As for the names, well, it's an unfortunate trend.


Kristen Hanley Cardozo said...

Excellent post. I got here through a baby names site. I was wondering about what roles post-Katrina fatigue and race played as well. Both seem more likely than "Bloggers made fun of their names and doomed them for life! Cruel, cruel bloggers with the power to keep large corporations from committing the acts of charity they so desperately wish to perform!"

It's an unfortunate fact that fertility treatments resulting in many pregnancies of multiples has led to higher medical costs all around. The solution isn't obvious, but I think the point you made that such pregnancies have become much more common is also worth noting. Quints were a Very Big Deal when they only happened every so many years. When there's a new set every month, it's much harder to get worked up about them, right or wrong. There's going to be a very unpleasant public discussion about this in the years to come as the public, never very big on paying medical costs, starts to question these methods.

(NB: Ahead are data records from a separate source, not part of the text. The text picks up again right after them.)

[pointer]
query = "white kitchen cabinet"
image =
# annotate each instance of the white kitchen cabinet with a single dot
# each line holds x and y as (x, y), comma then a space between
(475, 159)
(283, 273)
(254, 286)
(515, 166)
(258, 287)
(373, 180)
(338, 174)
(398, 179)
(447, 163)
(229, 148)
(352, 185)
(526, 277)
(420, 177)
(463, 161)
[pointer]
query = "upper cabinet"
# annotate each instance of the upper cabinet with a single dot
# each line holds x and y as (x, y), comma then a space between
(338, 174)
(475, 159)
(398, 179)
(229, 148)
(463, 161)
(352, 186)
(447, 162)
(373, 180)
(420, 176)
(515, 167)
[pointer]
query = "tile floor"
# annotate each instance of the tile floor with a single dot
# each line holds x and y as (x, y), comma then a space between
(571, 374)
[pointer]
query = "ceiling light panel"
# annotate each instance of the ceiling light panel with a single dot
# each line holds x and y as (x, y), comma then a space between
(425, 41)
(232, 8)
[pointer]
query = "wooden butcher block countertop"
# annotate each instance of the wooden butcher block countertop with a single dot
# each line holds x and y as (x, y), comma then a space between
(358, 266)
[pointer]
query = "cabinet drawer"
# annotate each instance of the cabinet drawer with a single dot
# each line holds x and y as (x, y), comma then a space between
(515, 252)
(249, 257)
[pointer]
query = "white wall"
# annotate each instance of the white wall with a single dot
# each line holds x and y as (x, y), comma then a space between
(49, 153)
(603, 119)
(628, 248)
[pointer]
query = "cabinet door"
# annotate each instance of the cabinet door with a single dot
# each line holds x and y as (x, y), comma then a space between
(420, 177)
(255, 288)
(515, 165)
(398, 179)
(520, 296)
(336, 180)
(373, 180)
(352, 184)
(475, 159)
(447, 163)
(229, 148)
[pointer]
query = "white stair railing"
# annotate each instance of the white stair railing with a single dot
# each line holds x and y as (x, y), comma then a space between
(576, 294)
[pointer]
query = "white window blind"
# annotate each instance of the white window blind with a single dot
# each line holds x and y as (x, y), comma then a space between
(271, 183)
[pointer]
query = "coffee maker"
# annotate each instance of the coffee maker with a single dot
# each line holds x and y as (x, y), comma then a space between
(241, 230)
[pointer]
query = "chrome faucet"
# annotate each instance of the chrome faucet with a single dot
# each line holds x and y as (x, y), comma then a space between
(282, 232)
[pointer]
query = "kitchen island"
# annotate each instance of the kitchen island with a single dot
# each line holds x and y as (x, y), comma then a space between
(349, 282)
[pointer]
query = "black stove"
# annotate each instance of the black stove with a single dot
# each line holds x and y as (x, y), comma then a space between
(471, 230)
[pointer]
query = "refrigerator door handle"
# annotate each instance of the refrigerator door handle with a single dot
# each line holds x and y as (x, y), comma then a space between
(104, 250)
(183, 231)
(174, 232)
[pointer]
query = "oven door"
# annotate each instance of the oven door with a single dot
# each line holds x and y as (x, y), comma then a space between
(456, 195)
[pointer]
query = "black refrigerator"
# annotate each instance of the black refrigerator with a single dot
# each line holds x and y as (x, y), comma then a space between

Compassion is needed, but so is a little perspective. Thanks for providing it.

chris said...

I have to agree with the above poster who noted that she might not have been monitored or even fully aware of the possibility of high order multiples. If so, that's a shame. I mean, at 22 and new to the infertility game, how many of us would have known about those risks?

RB said...

Just wanted to say Hello (as instructed)! Good post, and I think you are right. When a medical oddity becomes a medical normal, attention stops.

Anonymous said...

Great entry. Its important to realize that companies that offer endorsement deals to multiple births, etc. do so on a voluntary basis. No one HAS to give you anything-and I say this as a black woman. I'm not sure that race had any part of it at all. It seems that our society has this belief that something is owed to everyone, and that's just not the case. You have a lot of babies at once-good, God has blessed you, move on. I hate to hear that anyone is struggling, and being a mother myself, I can only imagine the costs associated with 5 new babies-I wouldn't want to be on the check writing side of that deal and my heart goes out to them-that said, I still don't believe that Chrysler is obligated to show up with a new van for them.

Anonymous said...

To everyone who came to my defense when ignorance was near, thank you. FYI, I haven't asked anyone to take responsiblility for my decisions (read any article). Yes I am 22, but my age doesn't mean anything. I had 2 good jobs, a decent place to live, and a nice car. Do any of you think I expected for my life to be completely bent out of shape?? But you know what, I'm still 22, have a good job, have 5 beautiful children, a home, 2 vehicles, very little corporate help and no one in my home wants for anything at all. If you want to talk about something, talk about that. And leave my children out of anything negative you have to say or write. If you can't pronounce or understand someone's name you should leave it alone, commenting only puts your ignorance on display for the world to see!!!

joann said...

hi im a mother of 2 and i thought i was going through menpose but found out im having twins i have some clothes and a few bottles if any one has baby stuff like beds of car seat strollers please send them my way im so stressed help!